Je descendis pour me servir à boire, car j’avais la bouche sèche d’avoir avalé cet alcool redoutable. Dans le vestibule, le téléphone sonna et le répondeur se mit en marche. « Will ? dit une voix d’homme, chuchotant bruyamment comme dans un aparté de théâtre. Will, c’est moi, mon vieux. Il faut que je te parle ! Will, tu es là ? Réponds, s’il te plaît. C’est urgent. » Il y eut un silence, et j’entendis sa respiration haletante. Stupidement, je retins mon souffle, comme si cet homme pouvait m’entendre à l’autre bout de la ligne. Puis le répondeur s’arrêta avec un déclic.

Je pris une bouteille d’eau gazeuse dans le réfrigérateur et en bus deux grands verres. Il était presque onze heures. En deux jours, j’avais dû dormir environ deux heures, et encore. Pourtant, je ne me sentais pas fatiguée, pas exactement. Anormalement concentrée, plutôt, et dans un état d’hyperesthésie qui me donnait des fourmillements sous la peau, faisait battre mon cœur trop fort et surexcitait mon cerveau. Chaque objet dans la pièce avait des contours trop nets, comme s’il était éclairé par-derrière. J’entrai dans le salon et me blottis dans le sofa, si profond et moelleux, les jambes ramenées contre mes fesses.

Ce fut dans cette posture que Will me trouva quand il revint un quart d’heure plus tard. Il portait un grand sac en papier, et son visage était préoccupé, assombri de lassitude – le visage qu’il avait quand il était seul, certainement. Puis il m’aperçut. Il ne sourit pas, mais ce fut comme si une ombre s’effaçait de ses traits. C’est grâce à moi, c’est moi qui ai chassé cette ombre, pensai-je en me poussant pour lui faire de la place. Il ne dit rien, mais passa son bras autour de mes épaules et m’attira contre lui. Sa joue était froide de l’air du soir. Puis il soupira et se pencha en avant pour extraire du sac deux plateaux noirs protégés par un film transparent.

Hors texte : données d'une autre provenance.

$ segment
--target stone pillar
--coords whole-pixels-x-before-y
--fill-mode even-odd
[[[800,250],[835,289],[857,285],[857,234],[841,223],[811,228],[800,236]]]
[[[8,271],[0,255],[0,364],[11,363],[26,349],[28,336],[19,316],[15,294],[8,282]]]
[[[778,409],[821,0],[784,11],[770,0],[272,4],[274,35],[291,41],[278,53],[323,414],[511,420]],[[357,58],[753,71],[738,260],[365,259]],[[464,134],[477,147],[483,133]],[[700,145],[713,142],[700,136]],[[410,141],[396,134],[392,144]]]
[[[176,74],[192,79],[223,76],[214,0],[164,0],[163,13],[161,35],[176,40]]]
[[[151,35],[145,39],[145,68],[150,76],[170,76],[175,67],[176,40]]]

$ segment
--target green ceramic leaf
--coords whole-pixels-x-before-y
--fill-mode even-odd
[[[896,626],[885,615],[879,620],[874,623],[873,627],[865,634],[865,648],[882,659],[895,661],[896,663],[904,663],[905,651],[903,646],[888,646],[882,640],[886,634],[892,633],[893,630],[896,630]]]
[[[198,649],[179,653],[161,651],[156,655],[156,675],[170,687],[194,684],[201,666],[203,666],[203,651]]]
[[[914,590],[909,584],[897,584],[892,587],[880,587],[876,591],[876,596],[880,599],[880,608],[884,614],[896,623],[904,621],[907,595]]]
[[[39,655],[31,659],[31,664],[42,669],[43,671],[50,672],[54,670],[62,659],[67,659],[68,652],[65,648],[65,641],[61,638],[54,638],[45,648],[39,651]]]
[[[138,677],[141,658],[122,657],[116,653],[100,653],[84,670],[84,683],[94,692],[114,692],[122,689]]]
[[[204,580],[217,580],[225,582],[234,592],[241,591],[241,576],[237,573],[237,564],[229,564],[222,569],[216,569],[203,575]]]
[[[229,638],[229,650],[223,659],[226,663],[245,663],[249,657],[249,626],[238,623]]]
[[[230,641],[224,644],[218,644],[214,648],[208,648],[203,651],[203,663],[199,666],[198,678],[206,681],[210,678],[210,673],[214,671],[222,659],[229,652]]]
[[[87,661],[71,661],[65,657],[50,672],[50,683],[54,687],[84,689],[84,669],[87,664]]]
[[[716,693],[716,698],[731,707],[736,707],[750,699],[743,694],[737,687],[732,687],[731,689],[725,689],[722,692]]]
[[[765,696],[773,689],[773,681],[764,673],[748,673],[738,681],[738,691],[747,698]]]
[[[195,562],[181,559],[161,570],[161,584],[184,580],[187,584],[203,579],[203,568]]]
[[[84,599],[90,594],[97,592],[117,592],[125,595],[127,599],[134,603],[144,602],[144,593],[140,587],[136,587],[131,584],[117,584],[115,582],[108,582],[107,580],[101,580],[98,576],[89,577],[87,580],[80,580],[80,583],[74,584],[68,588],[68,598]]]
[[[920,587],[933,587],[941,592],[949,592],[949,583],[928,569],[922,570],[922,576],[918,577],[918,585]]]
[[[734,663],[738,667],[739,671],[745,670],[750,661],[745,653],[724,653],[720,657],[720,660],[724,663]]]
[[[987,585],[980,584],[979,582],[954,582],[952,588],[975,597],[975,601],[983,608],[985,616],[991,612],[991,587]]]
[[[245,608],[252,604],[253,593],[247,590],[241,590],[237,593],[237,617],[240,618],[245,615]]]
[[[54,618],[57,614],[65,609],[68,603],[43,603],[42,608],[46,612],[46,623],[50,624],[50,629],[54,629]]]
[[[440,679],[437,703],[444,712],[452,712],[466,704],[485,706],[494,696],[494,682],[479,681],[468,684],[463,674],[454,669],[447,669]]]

« C’est magnifique, on dirait une œuvre d’art, dis-je. C’est dommage de la détruire.

— Ce serait meilleur si nous avions du saké.

— Je ne veux plus rien boire.

— Tiens, mange ça. »

Il me glissa dans la bouche un morceau de thon cru qu’il avait tartiné d’une pâte verte et piquante et trempé dans une petite coupe de sauce de soja, et je le mâchai docilement. Il n’avait pas vraiment le goût de poisson, ni de saumure. Seulement un goût de fraîcheur.

« C’est bon.

— Encore un.

— Mmm…

— Ne ferme pas les yeux, surtout. Et mange celui-ci. Kit, Kit… »

Je m’efforçai de garder les yeux ouverts, mais tout cela était trop délicieux pour que je l’endurasse plus longtemps – la chaleur de la pièce, le sofa profond comme la mer, son peignoir empreint de son odeur contre ma peau nue, les saveurs insolites, le vague pincement de la peur quelque part au fond de mon ventre, le contact de sa main caressant mes cheveux, le son de sa voix dans mon oreille, qui répétait mon nom comme un appel. Je me sentis glisser dans de bienheureuses ténèbres.